Dua Puluh Dua
Juni 2022
Rana yang baru saja keluar dari toilet sedikit bingung saat melihat seorang lelaki tengah duduk di dekat Soni. Posisi sang lelaki yang membelakangi Rana, membuat wanita itu tidak bisa menebak dengan pasti siapa sebenarnya lelaki yang kini berbagi meja dengan mereka itu.
Saat Rana mendekat, pandangannya beradu dengan milik Soni. Meski saat ini Soni tengah tersenyum, entah kenapa Rana merasa ada sesuatu yang tengah lelaki itu sembunyikan. Berusaha abai, Rana kembali duduk di kursinya.
Belum sedetik bokong Rana mendarat di alas kursi, netra wanita itu seketika membeliak. Sosok lelaki yang semula hanya bisa ia lihat punggungnya saja itu, kini beradu pandang dengan Rana.
Berbeda dengan Rana, alih-alih memperlihatkan ekspresi terkejut yang sama, lelaki itu terlihat begitu tenang. Seolah pertemuan ini sudah bisa lelaki itu duga sebelumnya. Bukan sebuah kebetulan yang telah dirancang oleh permainan takdir.
Menyadari ekspresi Rana, Soni berdeham pelan. Membuat Rana seketika menoleh dan langsung mengubah mimik mukanya. Rana duduk dengan canggung saat Soni menatapnya dengan senyuman lembut.
"Rana, kenalkan, ini Nando. Tunangannya Yaya." Soni memperkenalkan Nando pada Rana.
Rana berdeham pelan. Menelan ludah susah payah, demi membasahi tenggorokannya yang tiba-tiba saja kering.

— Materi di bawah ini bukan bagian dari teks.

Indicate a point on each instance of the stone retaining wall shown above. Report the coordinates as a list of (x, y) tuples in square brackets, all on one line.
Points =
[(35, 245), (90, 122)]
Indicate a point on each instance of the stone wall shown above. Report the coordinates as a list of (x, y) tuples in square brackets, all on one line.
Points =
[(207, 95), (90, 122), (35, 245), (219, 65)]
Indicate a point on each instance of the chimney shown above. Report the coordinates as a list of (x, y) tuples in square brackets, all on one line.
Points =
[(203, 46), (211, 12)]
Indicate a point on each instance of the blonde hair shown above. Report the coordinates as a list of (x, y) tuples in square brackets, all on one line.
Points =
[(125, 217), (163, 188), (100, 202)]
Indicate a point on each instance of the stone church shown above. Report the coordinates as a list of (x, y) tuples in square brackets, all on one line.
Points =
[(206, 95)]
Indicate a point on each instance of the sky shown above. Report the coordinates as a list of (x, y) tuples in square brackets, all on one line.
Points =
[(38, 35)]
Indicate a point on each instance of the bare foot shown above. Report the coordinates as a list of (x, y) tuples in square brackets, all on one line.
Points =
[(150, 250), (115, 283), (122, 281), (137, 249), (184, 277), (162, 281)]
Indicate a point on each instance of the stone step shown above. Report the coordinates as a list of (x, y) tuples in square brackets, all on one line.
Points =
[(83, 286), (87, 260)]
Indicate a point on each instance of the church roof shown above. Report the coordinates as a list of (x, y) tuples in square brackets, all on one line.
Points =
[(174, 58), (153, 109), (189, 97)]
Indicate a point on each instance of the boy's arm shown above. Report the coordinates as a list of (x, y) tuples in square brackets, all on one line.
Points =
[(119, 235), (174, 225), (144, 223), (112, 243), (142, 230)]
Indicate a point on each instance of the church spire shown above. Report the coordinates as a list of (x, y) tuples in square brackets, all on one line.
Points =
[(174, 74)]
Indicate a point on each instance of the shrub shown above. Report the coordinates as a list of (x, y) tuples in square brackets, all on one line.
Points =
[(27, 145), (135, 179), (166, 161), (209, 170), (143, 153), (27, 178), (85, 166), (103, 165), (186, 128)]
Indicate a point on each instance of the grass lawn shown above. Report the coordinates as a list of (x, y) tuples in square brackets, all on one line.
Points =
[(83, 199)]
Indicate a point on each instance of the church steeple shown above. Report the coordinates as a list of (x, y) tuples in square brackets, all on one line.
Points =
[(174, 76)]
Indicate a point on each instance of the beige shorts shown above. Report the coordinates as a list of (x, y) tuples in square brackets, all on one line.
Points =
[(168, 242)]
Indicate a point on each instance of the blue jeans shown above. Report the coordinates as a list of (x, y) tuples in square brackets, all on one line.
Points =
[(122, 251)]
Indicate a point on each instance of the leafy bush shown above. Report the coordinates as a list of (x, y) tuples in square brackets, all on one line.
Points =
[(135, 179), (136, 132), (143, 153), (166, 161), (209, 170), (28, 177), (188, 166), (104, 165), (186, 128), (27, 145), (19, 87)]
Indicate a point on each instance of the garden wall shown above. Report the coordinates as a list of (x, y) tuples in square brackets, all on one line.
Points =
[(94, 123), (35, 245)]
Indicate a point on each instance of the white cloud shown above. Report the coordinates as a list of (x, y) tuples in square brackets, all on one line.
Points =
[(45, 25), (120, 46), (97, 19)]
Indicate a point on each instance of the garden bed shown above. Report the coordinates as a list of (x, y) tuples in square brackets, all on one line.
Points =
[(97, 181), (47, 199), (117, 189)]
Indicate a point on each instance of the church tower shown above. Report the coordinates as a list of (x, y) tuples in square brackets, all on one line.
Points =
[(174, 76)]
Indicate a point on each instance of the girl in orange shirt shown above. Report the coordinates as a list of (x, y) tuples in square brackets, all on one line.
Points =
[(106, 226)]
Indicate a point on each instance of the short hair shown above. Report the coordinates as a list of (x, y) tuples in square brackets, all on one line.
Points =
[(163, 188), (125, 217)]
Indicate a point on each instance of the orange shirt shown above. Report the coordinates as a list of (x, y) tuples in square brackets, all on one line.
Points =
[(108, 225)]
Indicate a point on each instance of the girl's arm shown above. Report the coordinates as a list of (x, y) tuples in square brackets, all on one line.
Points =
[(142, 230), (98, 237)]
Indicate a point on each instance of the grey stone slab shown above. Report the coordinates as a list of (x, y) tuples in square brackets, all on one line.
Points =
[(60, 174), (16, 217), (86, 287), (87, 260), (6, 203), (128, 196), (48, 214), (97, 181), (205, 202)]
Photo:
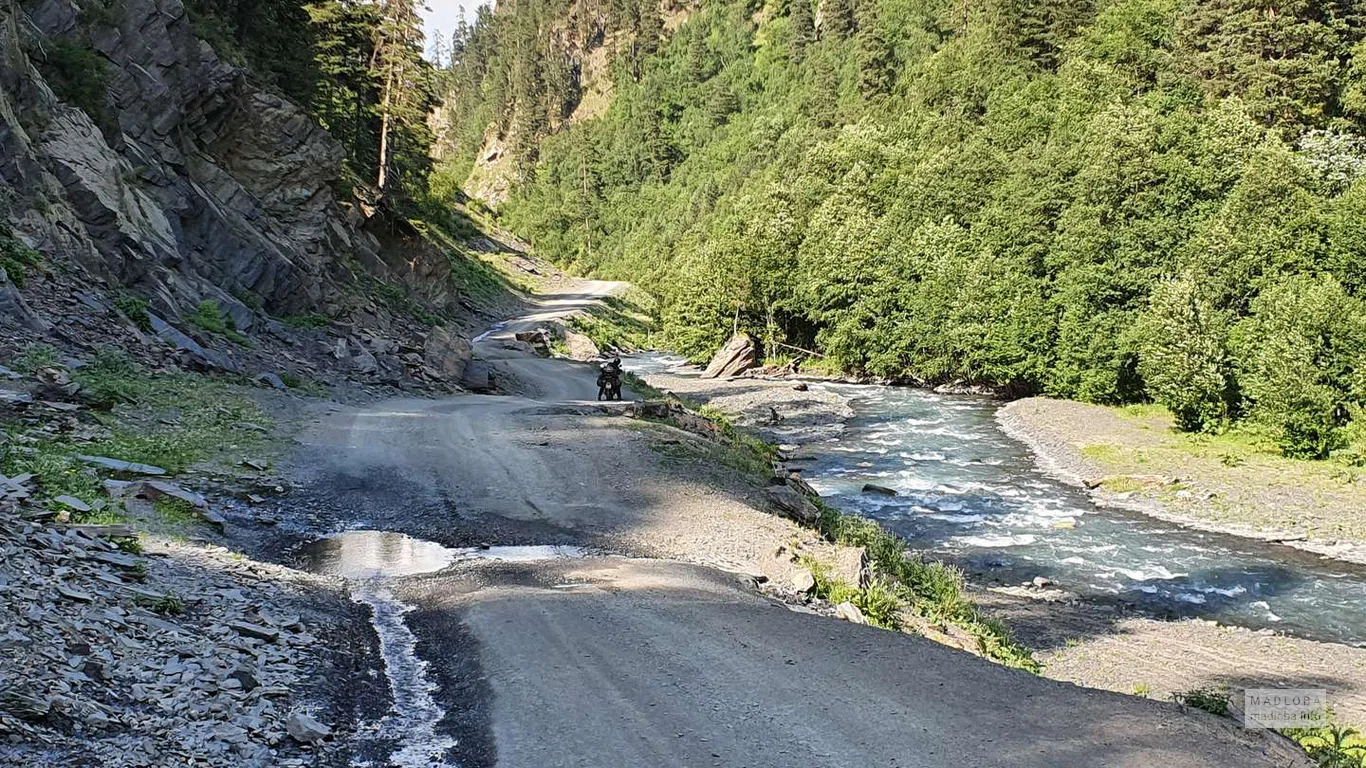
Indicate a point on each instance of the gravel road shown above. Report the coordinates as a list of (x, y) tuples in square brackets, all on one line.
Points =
[(626, 662)]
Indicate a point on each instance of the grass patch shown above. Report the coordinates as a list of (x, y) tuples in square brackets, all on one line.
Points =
[(135, 308), (112, 379), (1145, 410), (642, 387), (176, 511), (1103, 453), (928, 588), (34, 357), (1122, 484), (168, 604), (1328, 742), (58, 472), (750, 454), (171, 421), (211, 317), (17, 258)]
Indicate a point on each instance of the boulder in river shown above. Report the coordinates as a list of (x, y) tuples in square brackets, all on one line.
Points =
[(738, 355), (305, 729), (792, 503)]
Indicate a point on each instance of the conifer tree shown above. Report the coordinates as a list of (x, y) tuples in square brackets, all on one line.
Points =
[(803, 29), (405, 90), (839, 18), (874, 55)]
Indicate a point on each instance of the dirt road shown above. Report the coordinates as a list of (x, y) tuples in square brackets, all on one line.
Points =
[(620, 662)]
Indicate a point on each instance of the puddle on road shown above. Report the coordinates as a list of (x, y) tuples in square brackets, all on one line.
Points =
[(380, 554), (369, 559)]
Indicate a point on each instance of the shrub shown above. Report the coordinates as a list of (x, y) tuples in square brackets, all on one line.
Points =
[(1297, 357), (37, 355), (135, 308), (1210, 700), (1183, 358), (77, 74), (15, 257), (213, 320), (1329, 744), (112, 377)]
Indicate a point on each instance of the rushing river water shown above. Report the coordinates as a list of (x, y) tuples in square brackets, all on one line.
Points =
[(971, 495)]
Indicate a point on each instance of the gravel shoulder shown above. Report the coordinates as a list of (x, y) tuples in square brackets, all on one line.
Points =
[(1088, 642), (1131, 458)]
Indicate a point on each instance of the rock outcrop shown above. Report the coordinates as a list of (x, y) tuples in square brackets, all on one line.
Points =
[(738, 355), (186, 182)]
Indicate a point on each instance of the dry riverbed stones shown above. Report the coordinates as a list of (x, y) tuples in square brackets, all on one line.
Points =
[(182, 655)]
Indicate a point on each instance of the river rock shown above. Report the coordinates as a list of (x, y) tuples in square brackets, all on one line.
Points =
[(305, 729), (850, 612), (445, 353), (792, 504), (738, 355), (73, 503), (17, 309), (268, 634), (122, 466), (850, 566)]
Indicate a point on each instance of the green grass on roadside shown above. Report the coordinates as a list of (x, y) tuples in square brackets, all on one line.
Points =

"Ah iya, aku sudah tahu," kata Rana tanpa menoleh pada Nando sedikit pun. "Kemarin pas fitting aku ketemu sama mereka berdua di galeri."
"Oh begitu," ucap Soni. Mengangguk pelan setelah mendengar penjelasan Rana. "Kalau begitu, aku tidak perlu susah payah memperkenalkan kalian berdua, ya."
Soni menyesap kopinya perlahan. Saat itulah netranya beradu pandang dengan netra Nando. Dari tatapannya, Nando menuntut penjelasan pada Soni yang tiba-tiba saja mengubah skenario yang sebelumnya sudah mereka sepakati. Meski tahu arti dari tatapan Nando, Soni pura-pura tidak tahu dan meneruskan rencananya sendiri.
"Na, apa kamu tahu? Nando ternyata satu alumni dengan kamu," ucap Soni. "Ternyata kalian pernah sekolah di SMA yang sama. Apa kamu pernah bertemu dengan Nando saat masih sekolah, Na?"
Rana tersedak makanan yang tengah ia kunyah. Buru-buru Soni memberikan Rana minuman agar bisa mendorong makanan yang tersangkut di kerongkongannya. Setelah merasa lebih baik, Rana menjawab pertanyaan Soni dengan anggukan kepala.
"Iya, aku pernah melihat Nando," kata Rana nyaris berbisik. "Dia salah satu teman dekat Kak Aldo."
"Wah, ternyata kalian sudah lama saling kenal, ya." Soni terlihat begitu antusias dengan fakta bahwa Nando dan Rana sudah saling mengenal.
Rana kembali membisu. Begitu pula dengan Nando yang menatap Soni dengan sorot meminta penjelasan. Namun lagi-lagi Soni memilih abai dan pura-pura tidak menyadari arti dari tatapan yang dilayangkan Nando padanya.
Suasana tiba-tiba menjadi canggung sekali. Rana yang semula makan dengan tenang, setelah adanya Nando di antara mereka, kini makan dengan sedikit terburu-buru. Dalam hitungan menit, makanan yang dipesan Rana kini sudah tandas. Begitu juga dengan minumannya.
Menyadari hal itu, Soni buru-buru menahan Rana yang sudah terlihat jelas ingin segera pergi dari sana. Terlihat sangat jelas di wajah Rana, bahwa wanita itu tidak nyaman dengan adanya Nando di tengah-tengah mereka.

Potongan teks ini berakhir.